Les gens combattaient parce qu'ils avaient faim, parce qu'ils étaient
sur-exploités, parce qu'il y avait des déportations massives
de travailleurs forcés en Allemagne, parce qu'il y avait des exécutions
de masse, parce qu'il y avait des camps de concentration, parce
qu'il n'y avait aucun droit de grève, parce que les syndicats
ont été interdits, parce que les communistes, les socialistes
et les syndicalistes étaient mis en prison.
C'est
pour cela que les travailleurs entraient en résistance, et non
parce qu'ils étaient des "patriotes chauvins".

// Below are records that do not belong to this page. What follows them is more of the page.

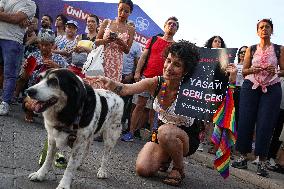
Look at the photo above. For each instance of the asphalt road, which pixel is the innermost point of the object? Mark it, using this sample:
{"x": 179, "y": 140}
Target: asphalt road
{"x": 21, "y": 143}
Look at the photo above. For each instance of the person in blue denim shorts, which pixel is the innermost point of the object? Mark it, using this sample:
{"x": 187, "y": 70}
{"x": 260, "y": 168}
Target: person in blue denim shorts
{"x": 14, "y": 18}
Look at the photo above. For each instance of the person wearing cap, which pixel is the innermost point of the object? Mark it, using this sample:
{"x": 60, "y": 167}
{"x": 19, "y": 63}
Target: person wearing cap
{"x": 14, "y": 17}
{"x": 40, "y": 61}
{"x": 65, "y": 44}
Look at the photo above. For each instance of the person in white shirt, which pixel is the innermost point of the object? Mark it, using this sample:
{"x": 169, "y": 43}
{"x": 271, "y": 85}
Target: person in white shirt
{"x": 14, "y": 18}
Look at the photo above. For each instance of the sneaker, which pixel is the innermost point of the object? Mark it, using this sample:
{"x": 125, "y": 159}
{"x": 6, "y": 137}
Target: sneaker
{"x": 270, "y": 164}
{"x": 4, "y": 108}
{"x": 128, "y": 137}
{"x": 240, "y": 163}
{"x": 261, "y": 170}
{"x": 200, "y": 147}
{"x": 256, "y": 161}
{"x": 99, "y": 138}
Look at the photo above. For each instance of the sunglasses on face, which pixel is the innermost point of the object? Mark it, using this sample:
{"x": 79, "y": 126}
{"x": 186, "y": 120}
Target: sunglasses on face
{"x": 173, "y": 24}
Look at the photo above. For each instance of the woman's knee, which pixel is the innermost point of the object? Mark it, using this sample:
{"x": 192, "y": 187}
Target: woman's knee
{"x": 165, "y": 134}
{"x": 142, "y": 169}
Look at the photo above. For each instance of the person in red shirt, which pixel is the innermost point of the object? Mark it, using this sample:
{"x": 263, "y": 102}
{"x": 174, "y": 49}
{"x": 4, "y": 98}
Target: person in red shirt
{"x": 154, "y": 67}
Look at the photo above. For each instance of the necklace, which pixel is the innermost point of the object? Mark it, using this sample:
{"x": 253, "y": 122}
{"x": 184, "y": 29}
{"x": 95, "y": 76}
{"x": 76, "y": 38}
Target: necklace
{"x": 163, "y": 92}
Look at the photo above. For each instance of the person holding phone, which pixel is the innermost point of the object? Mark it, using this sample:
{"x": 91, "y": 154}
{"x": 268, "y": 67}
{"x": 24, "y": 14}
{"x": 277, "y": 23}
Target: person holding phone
{"x": 117, "y": 37}
{"x": 260, "y": 98}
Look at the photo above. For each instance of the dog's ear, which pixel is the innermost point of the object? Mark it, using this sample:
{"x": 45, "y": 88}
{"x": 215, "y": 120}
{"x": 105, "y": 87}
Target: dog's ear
{"x": 45, "y": 73}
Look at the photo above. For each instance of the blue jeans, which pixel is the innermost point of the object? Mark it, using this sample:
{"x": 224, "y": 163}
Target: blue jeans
{"x": 260, "y": 110}
{"x": 12, "y": 52}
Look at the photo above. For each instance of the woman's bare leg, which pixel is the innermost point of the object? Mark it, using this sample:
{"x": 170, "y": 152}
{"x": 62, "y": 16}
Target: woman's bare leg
{"x": 150, "y": 159}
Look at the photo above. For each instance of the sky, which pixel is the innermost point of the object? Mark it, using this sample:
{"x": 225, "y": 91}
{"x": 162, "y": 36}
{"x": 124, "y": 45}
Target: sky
{"x": 234, "y": 20}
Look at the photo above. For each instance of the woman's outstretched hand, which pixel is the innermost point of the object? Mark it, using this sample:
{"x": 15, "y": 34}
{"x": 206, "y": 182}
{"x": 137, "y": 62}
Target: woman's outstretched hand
{"x": 101, "y": 80}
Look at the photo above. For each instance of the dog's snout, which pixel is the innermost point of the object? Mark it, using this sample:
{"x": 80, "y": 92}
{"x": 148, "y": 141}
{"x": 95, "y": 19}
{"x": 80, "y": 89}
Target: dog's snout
{"x": 31, "y": 92}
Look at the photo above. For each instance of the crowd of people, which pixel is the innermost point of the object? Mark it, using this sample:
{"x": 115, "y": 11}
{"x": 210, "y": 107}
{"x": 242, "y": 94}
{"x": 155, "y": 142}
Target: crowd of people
{"x": 148, "y": 81}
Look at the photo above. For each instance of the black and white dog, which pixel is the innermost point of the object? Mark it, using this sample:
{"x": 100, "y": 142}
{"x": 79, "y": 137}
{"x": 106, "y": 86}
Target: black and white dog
{"x": 73, "y": 114}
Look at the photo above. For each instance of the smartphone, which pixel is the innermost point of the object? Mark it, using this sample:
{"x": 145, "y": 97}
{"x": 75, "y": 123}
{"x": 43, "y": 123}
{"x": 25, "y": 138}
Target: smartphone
{"x": 113, "y": 35}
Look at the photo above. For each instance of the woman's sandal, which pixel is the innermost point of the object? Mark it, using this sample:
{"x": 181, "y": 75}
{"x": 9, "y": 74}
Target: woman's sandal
{"x": 29, "y": 117}
{"x": 175, "y": 177}
{"x": 28, "y": 106}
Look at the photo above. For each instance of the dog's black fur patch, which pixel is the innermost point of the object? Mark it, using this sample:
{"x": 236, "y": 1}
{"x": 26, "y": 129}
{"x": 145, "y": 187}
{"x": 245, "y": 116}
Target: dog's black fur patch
{"x": 79, "y": 96}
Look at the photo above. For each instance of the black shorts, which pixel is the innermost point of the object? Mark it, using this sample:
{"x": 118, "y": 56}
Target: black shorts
{"x": 193, "y": 135}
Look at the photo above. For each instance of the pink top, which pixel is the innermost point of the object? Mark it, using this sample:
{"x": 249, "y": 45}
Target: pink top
{"x": 263, "y": 58}
{"x": 113, "y": 56}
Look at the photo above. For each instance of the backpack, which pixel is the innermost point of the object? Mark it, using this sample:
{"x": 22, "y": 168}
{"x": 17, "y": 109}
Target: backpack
{"x": 153, "y": 40}
{"x": 277, "y": 50}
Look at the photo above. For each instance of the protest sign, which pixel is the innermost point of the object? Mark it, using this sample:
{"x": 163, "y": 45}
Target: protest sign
{"x": 240, "y": 78}
{"x": 200, "y": 94}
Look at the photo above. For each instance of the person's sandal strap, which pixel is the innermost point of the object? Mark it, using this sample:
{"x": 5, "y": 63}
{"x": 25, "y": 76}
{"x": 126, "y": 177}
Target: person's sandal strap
{"x": 174, "y": 179}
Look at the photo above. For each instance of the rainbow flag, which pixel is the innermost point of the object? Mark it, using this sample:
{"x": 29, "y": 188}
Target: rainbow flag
{"x": 224, "y": 134}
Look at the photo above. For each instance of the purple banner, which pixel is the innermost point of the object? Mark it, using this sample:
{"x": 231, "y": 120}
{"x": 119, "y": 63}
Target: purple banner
{"x": 79, "y": 10}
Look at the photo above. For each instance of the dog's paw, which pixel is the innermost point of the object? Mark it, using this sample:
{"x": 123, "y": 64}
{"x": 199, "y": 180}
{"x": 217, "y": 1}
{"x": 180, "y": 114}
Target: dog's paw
{"x": 36, "y": 176}
{"x": 102, "y": 174}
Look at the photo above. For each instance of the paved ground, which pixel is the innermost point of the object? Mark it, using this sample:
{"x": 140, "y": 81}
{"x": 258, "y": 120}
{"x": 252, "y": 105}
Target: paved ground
{"x": 21, "y": 143}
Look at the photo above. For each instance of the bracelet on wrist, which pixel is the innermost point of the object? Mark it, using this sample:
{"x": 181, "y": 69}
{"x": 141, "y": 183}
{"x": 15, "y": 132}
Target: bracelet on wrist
{"x": 117, "y": 89}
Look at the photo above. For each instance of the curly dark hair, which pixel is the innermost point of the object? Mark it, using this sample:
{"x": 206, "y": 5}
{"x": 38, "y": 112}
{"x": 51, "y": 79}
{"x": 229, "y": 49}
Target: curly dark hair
{"x": 239, "y": 51}
{"x": 209, "y": 42}
{"x": 128, "y": 2}
{"x": 187, "y": 52}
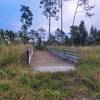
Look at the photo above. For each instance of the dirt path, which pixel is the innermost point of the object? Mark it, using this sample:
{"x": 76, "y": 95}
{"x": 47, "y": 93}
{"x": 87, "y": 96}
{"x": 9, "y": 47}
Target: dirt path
{"x": 43, "y": 61}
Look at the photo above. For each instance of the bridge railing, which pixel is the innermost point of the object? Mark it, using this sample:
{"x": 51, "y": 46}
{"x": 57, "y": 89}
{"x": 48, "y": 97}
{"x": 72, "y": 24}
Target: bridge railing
{"x": 71, "y": 54}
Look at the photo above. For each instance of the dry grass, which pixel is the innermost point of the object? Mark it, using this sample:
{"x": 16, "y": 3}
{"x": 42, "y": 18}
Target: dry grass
{"x": 21, "y": 83}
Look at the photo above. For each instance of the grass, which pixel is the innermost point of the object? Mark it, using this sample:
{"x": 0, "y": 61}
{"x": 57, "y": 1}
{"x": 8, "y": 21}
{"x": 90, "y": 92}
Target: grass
{"x": 19, "y": 82}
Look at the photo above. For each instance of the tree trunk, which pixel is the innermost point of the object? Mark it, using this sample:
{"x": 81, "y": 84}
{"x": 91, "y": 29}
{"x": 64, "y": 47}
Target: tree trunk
{"x": 49, "y": 26}
{"x": 61, "y": 19}
{"x": 75, "y": 13}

Certains étaient souvent des chauvins également, mais ce n'était
pas la raison principale de leur révolte. La raison principale
était basé sur leurs conditions de vie matérielles
inhumaines, leur oppression sociale, politique, et nationale,
qui était si intolérable qu'elle a poussé des millions de
personnes sur la voie de la lutte. Et, à partir de ce constat,
il faut répondre à la question: était-ce une lutte juste, ou
était-il erroné de se dresser contre cette exploitation et
cette oppression ? Qui peut sérieusement argumenter que la
classe ouvrière occidentale ou de l'Europe de l'Est aurait dû
s'abstenir et rester passive face aux horreurs de l'oppression
nazie ? Cette position est indéfendable.
Ainsi
la seule position correcte était de comprendre qu'il y avait
une cinquième guerre qui était également un élément
autonome et entrelacé dans la guerre impérialiste qui a fait
rage entre 1939 et 1945. La position marxiste-révolutionnaire
correcte (je dis ceci avec une certaine tendance à
l'auto-critique, parce qu'elle n'était défendue au début que
par les trotskystes belges contre ce que j'appellerais l'aile
droite et l'aile ultra-gauche du mouvement européen trotskyste
à ce moment-là) peut se résumer comme suit: pour le soutien
absolu de tous les combats et soulèvements de masse, armés ou
non, contre l'impérialisme nazi en Europe occupée, afin de
lutter pour les transformer en révolution socialiste
victorieuse en essayant d'écarter de leur direction ceux qui
liaient étroitement ces luttes avec les impérialismes
occidentaux dans le but de sauvegarder le capitalisme en crise
à la fin de la guerre - ce qui s'est malheureusement finalement
produit.
Nous
devons comprendre que ce qui a commencé en Europe en 1941 était
véritablement une nouvelle variante du processus de la révolution
permanente, un processus dynamique qui pouvait transformer le
mouvement de la résistance en révolution socialiste. Je dis,
"pouvait", mais dans au moins un exemple, c'est
exactement ce qui s'est réellement produit: en Yougoslavie.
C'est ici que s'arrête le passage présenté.